Les fouilles archéologiques révèlent un important patrimoine d’objets en bois gorgés d’eau, naturels ou travaillés : pieux de fondation, cuvelages de puits, contentions de berges, palplanches, embarcations, tonneaux et objets domestiques.
Didier Pousset intervient sur ces ensembles pour caractériser les bois et les informations techniques ou chronologiques qu’ils conservent, en coordination avec l’équipe archéologique.
Quand solliciter Didier Pousset ?
- Pour identifier les essences présentes dans un ensemble archéologique
- Pour rechercher des éléments de datation dans les bois conservés
- Pour documenter les dimensions, débits, façonnages et traces de mise en œuvre
- Pour comparer les choix de bois selon la fonction des pièces
- Pour intégrer l’étude des bois au protocole d’une fouille ou d’une recherche
Faisabilité et limites
L’étude suppose un accès organisé aux bois conservés et une coordination avec l’équipe responsable de leur inventaire, de leur prélèvement et de leur conditionnement. Le choix des pièces à examiner ou à échantillonner dépend de la problématique, de l’état du corpus et de sa représentativité.
Toutes les pièces ne livrent pas nécessairement une datation ou une provenance. Les conclusions doivent être rapportées au corpus effectivement observé et à la qualité des données disponibles.
Restitution
La forme de restitution et le niveau de détail attendu sont définis lors du cadrage. Les résultats distinguent les observations, leur interprétation et les limites liées à l’échantillonnage ou à la conservation.
Cas documentés
Arsenal de Valenciennes — XIIIe siècle
Les fouilles menées en 2023 par le service archéologique de Valenciennes ont mis au jour des cuves de tannerie, des futailles réemployées, quatre tonneaux, des pieux appointés et des segments de margelle. L’intégralité des bois conservés a été inventoriée, prélevée et conditionnée par l’équipe archéologique.
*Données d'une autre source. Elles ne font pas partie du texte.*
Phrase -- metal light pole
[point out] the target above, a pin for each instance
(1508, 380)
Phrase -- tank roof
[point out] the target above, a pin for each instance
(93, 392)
Collaboration : Martin Laugero et David Delassus, attachés de conservation.
Épave de Mandirac — IVe–Ve siècle
La caractérisation de l’épave repose sur un échantillonnage d’une centaine de pièces. Huit essences différentes ont été employées pour les membrures, virures, planches de vaigrage et organes d’assemblage.
Collaboration : Département des recherches archéologiques subaquatiques et sous-marines (DRASSM), Marseille.